Typekit: another half-arsed attempt at getting a wide range of fonts on the web?

by Adrian 29th May, 2009 @ 10:34
Web design guru Jeffrey Veen has just announced Typekit, a Javascript based technique for embedding fonts in web pages backed up with a licensing and hosting platform that will apparently keep type foundries happy. Judging from the comments a lot of designers are pretty damn excited, drowning out the few dissenters questioning the technical approach.Typekit remains vapourware for the moment, but the fact that it’s based on Javascript is not a good omen. Systems like sIFR and Cufon can cause problems for screen readers and even break basic copy/paste of text. It’s hard to see Typekit doing much better – at the very least Typekit will fail for users with Javascript turned off, and will likely suffer occasional namespace issues with other scripts embedded in a page with the result of much cursing and hair pulling by web developers.All of these technical approaches to embedding fonts – sIFR, Cufon, Typekit – are very clever but complicated and inelegant. And inelegant solutions frequently break. We already have a simple and solid solution to font embedding for the web: @font-face property of CSS2. What’s been lacking is browser support, however sometime this year Safari, Firefox, Opera and Chrome will all have support for @font-face leaving the usual laggard, Internet Explorer, as the only exception. When Microsoft manage to add @font-face to IE the technical side is solved.But Typekit isn’t about the mere embedding of a font in a web page, it’s about licensing. The type industry lags even the music industry in its adaption to a world where the internet exists. Despite the huge demand from web developer/designers only a few foundries have taken the plunge (listed on the webfonts wiki) and developed a proper font license for the web. The rest steadfastly refuse to enter this market, instead they seem intent on yet more complicated technical solutions (see “Real fonts on the web” at ALA including discussion of permissions tables and new font formats) that amount to DRM for fonts.Such technical solutions will of course be circumvented and those that steal fonts will continue to find it just as easy as they do now (google for “fonts torrent” to see just how easy). It’s hard to see how @font-face will increase the problem of font piracy even a little. The major type foundries need to get there collective control freak knickers untwisted and realize that:
  1. @font-face embedding isn’t going to increase font piracy by any significant amount.

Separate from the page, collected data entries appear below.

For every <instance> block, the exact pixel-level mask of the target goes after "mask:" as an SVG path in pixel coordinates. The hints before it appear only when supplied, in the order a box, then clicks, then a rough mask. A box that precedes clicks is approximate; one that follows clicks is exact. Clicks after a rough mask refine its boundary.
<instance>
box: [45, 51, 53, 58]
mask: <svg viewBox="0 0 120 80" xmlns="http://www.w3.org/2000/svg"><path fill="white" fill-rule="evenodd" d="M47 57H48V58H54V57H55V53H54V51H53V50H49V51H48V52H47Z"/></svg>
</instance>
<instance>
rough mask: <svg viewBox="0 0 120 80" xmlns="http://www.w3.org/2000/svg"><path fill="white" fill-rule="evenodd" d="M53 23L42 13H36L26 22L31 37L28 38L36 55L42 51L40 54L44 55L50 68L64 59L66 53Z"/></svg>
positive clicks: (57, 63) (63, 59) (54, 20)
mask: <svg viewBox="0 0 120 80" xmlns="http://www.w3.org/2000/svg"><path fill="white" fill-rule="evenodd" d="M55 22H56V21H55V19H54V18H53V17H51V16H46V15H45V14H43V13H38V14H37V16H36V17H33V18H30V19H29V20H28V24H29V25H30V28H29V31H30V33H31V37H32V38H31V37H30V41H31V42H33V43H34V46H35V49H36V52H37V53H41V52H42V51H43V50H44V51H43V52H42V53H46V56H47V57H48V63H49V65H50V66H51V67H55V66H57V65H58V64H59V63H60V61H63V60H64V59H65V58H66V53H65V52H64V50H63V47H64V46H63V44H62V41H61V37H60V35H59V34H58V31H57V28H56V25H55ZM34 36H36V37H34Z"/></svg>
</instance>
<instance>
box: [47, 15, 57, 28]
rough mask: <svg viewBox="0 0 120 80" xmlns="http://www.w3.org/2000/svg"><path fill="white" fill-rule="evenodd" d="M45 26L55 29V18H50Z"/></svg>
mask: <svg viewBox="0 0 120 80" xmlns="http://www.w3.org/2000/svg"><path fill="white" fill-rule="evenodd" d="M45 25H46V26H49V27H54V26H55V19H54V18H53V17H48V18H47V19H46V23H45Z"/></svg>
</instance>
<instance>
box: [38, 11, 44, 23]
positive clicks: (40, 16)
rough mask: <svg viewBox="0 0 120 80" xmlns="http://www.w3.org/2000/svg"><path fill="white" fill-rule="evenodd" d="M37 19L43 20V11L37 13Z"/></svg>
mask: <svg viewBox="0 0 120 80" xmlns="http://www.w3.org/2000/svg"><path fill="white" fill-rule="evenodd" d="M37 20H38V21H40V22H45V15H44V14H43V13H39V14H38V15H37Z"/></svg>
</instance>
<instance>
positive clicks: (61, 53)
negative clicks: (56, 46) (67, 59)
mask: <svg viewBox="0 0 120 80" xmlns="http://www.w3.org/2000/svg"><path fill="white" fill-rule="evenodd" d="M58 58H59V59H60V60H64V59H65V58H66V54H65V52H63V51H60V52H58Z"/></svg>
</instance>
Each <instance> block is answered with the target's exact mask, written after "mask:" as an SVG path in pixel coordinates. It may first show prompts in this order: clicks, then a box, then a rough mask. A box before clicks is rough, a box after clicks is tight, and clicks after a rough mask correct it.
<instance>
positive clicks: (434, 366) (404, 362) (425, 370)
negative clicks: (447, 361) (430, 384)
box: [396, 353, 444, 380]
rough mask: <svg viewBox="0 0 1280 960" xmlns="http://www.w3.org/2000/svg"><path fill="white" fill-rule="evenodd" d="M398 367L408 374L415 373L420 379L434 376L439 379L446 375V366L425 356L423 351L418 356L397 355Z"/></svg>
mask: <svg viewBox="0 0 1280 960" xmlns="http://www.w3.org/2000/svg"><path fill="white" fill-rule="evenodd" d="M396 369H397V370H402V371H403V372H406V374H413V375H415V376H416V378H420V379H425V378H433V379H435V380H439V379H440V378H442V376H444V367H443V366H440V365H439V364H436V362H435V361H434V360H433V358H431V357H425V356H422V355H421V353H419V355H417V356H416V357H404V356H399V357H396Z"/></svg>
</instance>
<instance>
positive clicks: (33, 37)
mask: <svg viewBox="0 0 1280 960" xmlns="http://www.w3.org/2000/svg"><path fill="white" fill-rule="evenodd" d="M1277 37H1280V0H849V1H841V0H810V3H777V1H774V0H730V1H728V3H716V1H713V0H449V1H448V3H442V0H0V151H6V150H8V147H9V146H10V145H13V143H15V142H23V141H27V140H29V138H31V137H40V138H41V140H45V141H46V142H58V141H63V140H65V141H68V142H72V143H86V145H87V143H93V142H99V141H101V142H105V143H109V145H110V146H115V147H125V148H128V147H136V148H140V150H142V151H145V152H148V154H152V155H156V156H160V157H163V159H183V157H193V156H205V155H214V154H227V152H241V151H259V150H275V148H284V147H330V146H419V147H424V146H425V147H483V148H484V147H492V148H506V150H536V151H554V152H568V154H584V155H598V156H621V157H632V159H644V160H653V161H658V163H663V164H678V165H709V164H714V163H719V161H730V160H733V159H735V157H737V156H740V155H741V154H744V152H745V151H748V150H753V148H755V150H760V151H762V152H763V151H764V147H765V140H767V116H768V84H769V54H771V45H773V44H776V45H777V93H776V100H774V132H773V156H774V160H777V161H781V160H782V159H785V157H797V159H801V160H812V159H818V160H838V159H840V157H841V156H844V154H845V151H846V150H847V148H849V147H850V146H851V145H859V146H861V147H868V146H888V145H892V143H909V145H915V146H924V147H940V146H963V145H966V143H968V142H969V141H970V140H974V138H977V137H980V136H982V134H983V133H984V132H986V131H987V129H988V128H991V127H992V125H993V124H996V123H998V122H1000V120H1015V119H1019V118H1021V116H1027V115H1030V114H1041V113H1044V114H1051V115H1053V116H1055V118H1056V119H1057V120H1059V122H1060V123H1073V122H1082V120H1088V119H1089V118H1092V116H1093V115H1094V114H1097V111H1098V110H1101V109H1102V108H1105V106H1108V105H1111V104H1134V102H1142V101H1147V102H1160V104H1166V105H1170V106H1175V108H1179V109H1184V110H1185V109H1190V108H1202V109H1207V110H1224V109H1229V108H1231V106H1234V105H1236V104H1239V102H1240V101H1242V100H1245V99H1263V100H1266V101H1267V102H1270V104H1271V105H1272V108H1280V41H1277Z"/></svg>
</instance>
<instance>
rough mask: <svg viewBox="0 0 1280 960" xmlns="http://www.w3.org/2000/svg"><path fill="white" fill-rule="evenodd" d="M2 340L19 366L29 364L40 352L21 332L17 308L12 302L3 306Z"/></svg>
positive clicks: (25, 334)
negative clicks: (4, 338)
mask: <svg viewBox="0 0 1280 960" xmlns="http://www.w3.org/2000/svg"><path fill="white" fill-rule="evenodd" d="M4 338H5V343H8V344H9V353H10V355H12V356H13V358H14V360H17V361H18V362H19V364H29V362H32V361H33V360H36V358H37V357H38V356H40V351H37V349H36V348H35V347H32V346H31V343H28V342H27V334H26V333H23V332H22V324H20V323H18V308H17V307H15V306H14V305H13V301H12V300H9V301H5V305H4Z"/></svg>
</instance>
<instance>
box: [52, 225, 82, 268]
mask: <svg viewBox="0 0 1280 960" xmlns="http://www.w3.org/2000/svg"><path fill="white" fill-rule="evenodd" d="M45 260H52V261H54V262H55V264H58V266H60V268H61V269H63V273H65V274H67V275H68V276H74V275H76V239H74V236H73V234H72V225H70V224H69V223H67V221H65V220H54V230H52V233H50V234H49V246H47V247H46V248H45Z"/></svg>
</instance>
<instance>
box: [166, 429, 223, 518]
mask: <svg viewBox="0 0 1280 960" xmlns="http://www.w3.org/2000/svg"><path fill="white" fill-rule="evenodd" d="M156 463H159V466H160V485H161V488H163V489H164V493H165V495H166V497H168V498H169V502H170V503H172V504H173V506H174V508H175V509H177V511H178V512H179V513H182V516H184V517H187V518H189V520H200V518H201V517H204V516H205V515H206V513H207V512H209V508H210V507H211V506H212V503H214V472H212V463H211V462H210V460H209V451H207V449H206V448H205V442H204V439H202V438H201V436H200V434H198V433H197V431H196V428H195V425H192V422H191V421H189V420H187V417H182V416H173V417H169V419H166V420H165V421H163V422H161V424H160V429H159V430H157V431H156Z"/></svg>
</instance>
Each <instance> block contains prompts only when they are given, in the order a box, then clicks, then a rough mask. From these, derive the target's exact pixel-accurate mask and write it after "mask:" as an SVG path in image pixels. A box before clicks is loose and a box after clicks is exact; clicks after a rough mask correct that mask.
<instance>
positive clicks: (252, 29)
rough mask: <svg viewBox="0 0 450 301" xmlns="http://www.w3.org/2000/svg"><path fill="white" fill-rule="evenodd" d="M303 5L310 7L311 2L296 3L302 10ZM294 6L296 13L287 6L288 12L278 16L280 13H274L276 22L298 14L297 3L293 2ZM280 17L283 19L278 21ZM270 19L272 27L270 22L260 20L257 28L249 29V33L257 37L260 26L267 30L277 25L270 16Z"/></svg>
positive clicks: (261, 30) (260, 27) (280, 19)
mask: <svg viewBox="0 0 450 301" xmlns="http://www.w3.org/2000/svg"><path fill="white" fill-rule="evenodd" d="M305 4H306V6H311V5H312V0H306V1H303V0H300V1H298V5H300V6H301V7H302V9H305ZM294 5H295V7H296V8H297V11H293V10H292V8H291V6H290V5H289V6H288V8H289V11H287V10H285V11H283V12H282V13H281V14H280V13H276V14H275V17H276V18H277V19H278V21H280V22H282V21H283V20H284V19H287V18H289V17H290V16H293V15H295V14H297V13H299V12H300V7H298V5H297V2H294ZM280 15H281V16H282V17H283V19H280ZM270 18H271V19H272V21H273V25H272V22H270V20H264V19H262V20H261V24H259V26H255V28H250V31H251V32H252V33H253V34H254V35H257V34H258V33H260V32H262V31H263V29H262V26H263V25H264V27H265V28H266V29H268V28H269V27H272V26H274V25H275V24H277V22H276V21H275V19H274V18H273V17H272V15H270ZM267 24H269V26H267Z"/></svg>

  2. Complicated technical DRM solutions will cause problems for web developers and be rapidly circumvented anyway.
  3. There is a huge pent up demand for proper licensing of fonts for the web which they are failing to make money on now.
Web developers and designers want to see two things happening right now, firstly Microsoft needs to announce that @font-face will be supported in IE sooner rather than later, and secondly all major type foundries need to draw up proper licenses for the web. It’s that simple.I suspect Typkit will be moderately successful in the short term but wither when a large font foundry finally realizes it can make more money licensing the fonts for web use properly. It will be sad if Typekit delays the inevitable day when font foundries wake up to the fact that they have everything to gain and nothing to lose by supporting @font-face.